Olympic champion Lasha Shavdatuashvili achieved a career first as he won Grand Prix gold for the first time and finally looked at home in the -73kg
Olympic champion Lasha Shavdatuashvili achieved a career first as he won Grand Prix gold for the first time and finally looked at home in the -73kg category.
The Georgian Judoka – who won gold in the 66kg event at London 2012 – defeated Mongolian legend Khashbaatar Tsagaanbaatar to earn much-needed Olympic qualification points.
The 23-year-old scored with a persevering ouchi-gari as Khashbaatar could not hold the Georgian off for a waza-ari score.
Both judoka are idols in their own countries and revered around the world but the top place on the medal podium belonged to Shavdatuashvili who scored a second waza-ari with an ura-nage.
Shavdatuashvili said: “Today I won my first Grand Prix gold medal which is something I have wanted for a long time. After I changed categories from -66kg to -73kg I started really badly at my new weight. It was hard to adjust, I needed to change a lot of things and develop my power.
“There were some low points for me but now I feel more comfortable. KHASHBAATAR is someone I have a lot of respect for as a champion and a person, he is a great sportsman and I look forward to our next meeting.”
Looking to the -81kg final it was an all Hungarian affair as Krizsan Szabolcs defeated teammate Csoknyai Laszlo in a repeat final and outcome of the Tunisia African Open.
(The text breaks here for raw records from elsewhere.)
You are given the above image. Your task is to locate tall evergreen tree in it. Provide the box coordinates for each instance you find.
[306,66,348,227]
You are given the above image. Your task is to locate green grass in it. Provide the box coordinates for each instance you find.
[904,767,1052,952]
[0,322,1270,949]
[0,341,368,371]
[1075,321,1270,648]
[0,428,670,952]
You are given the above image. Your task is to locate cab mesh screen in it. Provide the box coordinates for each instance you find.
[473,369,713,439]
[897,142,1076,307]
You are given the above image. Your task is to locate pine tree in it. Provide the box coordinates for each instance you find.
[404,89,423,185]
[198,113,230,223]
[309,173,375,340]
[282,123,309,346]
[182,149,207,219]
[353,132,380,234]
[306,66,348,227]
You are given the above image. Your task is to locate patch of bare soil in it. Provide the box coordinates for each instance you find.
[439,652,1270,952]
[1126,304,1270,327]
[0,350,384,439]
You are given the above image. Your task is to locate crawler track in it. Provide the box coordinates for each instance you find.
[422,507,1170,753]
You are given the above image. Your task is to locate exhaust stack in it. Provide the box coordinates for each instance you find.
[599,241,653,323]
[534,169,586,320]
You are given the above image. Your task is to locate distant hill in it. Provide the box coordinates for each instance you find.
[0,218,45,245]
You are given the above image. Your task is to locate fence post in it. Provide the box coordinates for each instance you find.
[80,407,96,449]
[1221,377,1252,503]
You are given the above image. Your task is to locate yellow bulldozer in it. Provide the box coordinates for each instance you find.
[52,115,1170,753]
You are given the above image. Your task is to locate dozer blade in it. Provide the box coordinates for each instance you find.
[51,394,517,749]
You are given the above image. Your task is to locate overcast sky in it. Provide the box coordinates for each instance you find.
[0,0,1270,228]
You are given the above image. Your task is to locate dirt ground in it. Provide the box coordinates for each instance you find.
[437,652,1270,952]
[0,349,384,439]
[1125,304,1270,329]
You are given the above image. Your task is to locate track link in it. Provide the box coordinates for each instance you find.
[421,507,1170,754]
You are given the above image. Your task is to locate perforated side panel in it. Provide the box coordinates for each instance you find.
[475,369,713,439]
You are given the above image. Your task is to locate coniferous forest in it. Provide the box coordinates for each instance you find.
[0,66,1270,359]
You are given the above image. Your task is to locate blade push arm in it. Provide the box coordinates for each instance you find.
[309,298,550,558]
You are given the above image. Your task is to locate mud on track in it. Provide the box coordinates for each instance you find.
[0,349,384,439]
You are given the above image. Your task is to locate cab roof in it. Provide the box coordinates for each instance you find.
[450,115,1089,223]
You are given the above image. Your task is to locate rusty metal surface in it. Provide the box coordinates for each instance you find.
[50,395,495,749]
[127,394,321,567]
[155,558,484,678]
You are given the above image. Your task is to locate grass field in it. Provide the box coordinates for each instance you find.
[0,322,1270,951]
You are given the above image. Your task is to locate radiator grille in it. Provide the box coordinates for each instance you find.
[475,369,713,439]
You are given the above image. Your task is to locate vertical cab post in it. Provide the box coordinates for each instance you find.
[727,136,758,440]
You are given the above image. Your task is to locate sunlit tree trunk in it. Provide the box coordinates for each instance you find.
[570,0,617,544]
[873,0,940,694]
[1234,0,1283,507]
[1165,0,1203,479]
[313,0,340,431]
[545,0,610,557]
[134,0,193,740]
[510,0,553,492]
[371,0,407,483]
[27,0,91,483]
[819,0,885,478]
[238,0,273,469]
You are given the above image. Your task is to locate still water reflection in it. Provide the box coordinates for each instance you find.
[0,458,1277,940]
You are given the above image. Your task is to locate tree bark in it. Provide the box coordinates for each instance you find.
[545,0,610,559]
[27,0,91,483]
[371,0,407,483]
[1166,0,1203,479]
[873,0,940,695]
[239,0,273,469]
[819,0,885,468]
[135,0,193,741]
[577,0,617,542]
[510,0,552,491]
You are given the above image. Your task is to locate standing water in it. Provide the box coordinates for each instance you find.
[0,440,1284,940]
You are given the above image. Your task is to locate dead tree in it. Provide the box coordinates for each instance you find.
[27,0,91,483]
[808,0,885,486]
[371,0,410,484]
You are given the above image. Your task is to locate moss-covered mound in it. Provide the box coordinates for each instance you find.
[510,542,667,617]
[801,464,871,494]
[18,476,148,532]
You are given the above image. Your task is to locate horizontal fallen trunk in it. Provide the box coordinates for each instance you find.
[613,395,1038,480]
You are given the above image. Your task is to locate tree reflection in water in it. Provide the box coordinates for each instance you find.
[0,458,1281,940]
The Hungarian colleagues cancelled each other out for all five minutes and could only be separated on shido penalties. Both men will now move up the world rankings.
KRIZSAN said: “This is a very meaningful result for me because there are three strong fighters in this category in Hungary and we’re all at a similar position on the ranking list. I have earned 300 points today and that is crucial for me to try and position myself as the number one at my weight.”
Moving over to the women’s 63 kg event Tina Trstenjak of Slovenia saw off current world champion Clarisse Agbegnenou of France.
This was the Slovenian’s first victory over Agbegnenou in four meetings.
Both fighters traded strong moves but in the end it was a 15 second ground hold that secured Trstenjak the victory.
Trstenjak said: I know I beat the current and former world champions today but to me this is already in the past and I now look forward to fighting in my next event which I will determine with my coaches.”
Meanwhile up at 70 kg Israel’s Linda Bolder won her second Grand Prix title of the year as Sally Conway of Great Britain had to settle for silver.
Bolder chopped down her opponent with ashi-waza and applied osaekomi after countering the ne-waza efforts of her highly-regarded opponent.